My daughter and I were snuggling on the sofa watching Netflix together when she sits up rather abruptly and asks me, “Mama how many days until you leave for your art teaching again?” I gently moved a piece of hair from her eyes, tucking it behind her ear so I could look directly into her eyes. “Friday, love. Mama leaves again Friday.”
“What is today?”
“Sunday. It’s the weekend. You go back to school tomorrow, Monday, and then I’ll be here Tuesday, Wednesday and Thursday too. I have to leave to California on Friday. I’ll be gone only four days this time.”
She snuggles back into me without saying another word. She’s not sad, or even really thinking about it any longer. For some reason the thought just occurred to her. Most likely because I’ve been home for a few weeks now and she knows it’s about time for me to leave again.
I’ve been making mixed media art for 15 years. I began when my son was a baby. I’ve been teaching since before my daughter was born, but the amount of time away has really increased the past four years. She’s young and doesn’t know anything else besides mama and daddy working. She knows mama is an artist and that just about everything I do is tied to ICE Resin. She knows I leave, get on a plane, am gone for anywhere from three to five days and then I come home again. I’m home for two weeks to a month and then I leave again. She doesn’t talk to me but once or twice when I’m away because it’s just too hard on me. My husband knows the only way I can really focus and do what I do is to have complete and utter faith in him, grandma and the amazing after school caregiver.
I try not to think too much about this. It’s really hard for me to leave my family and my studio as often as I do. But this is what I do, and I truly love it. I don’t love packing and unpacking. I don’t necessarily love the constant deadlines. I don’t love navigating airports and shuttles and hotels. I honestly don’t mind the 15 hour days working at the art retreats, as I tend to teach both day and evening workshops and also vend at the artists fairs. I adore seeing my friends — the amazingly talented fellow artists/instructors whose work inspires me. I wish we had time for more than quick hugs and 10 minute stand-up gatherings in each other’s classrooms or hotel lobbies, but it is what it is. I really adore most of my students. Sure, there’s sometimes one or two challenging peeps, but there’s rarely ever people who are downright nasty or unhappy. You seriously have to work at it to be angry at an art retreat.
You know what I love the most though? It’s being with my Tribe. Talking about art. Sharing ideas. Learning from the talented artists who take my classes as they’re also learning from me.

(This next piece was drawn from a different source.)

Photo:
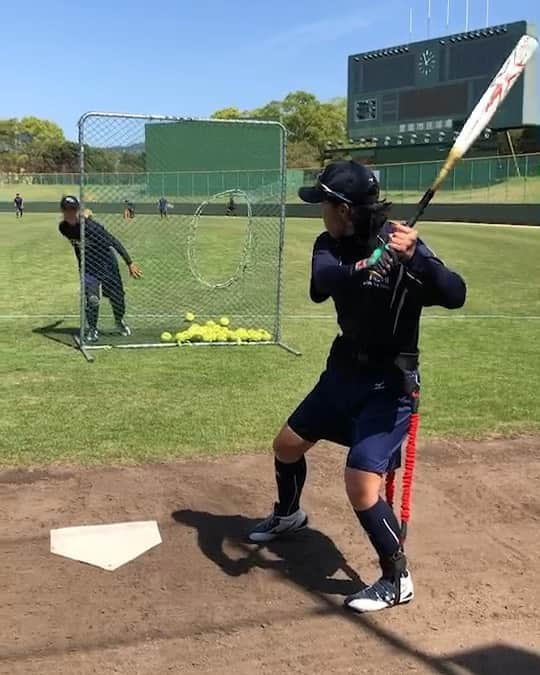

I love sharing a passion for creativity and to show others how to use my favorite products. Teaching keeps me in the world. It keeps me up on the trends. It gets me out of my own little space that I create in the silence of my studio and forces me to embrace the extroverted side of my personality.
I decided to write this post today because I know there are a lot of people who dream of being instructors. I get questions all the time and so do my friends. I feel it’s my duty to encourage people to pursue teaching if it’s in their hearts. I truly believe teaching – in any capacity -is a calling that comes from something bigger than us.
I know it can appear that breaking into art retreats is shrouded in mystery. It’s definitely a process. The best way to go about it, in my opinion, is to attend an art retreat you’re interested first as a student so you can get a feel for the event. All retreats are slightly different and have their own vibe about them. Then talk to the organizers and learn their process. Good organizers are always looking for authentic ideas and fresh projects. Here are some tips:
- Follow the rules for submission. I know this seems like an obvious first tip, but you’d be surprised how many times I hear that people do not fully read through the instructions before they submit.
- Understand the work absolutely must be your own and must be different from what’s already being offered.
- Make great samples of the class you want to teach.
- Take fantastic photos of those samples.
- Ensure students will be able to make their class work look close enough like yours so they won’t wind up frustrated
- Write clear descriptions.
- Understand how much prep time goes into pulling off successful workshops.
- Think through the out-of-pocket expenses (travel, hotel, food, art supplies, handouts, shuttles, luggage fees, shipping fees, replacing “lost” communal art supplies that you bring, etc.) and understand you will need to have resources and/or credit to pay for these up front.
- Know that at first this can all be a little overwhelming but like anything else you’ll get better with time and experience.
I’m so very grateful for the experiences I have over the years being able to travel and teach mixed-media art. I have definitely experienced challenges and frustrations at times too. However, the good always outweighs the rest. As you can see on my face from the pictures above that I plan to keep moving forward in the direction of my dreams and being able to share with others is still a big part of my life. Hopefully one day my daughter will be able to see me in action and understand why I made the choices I did.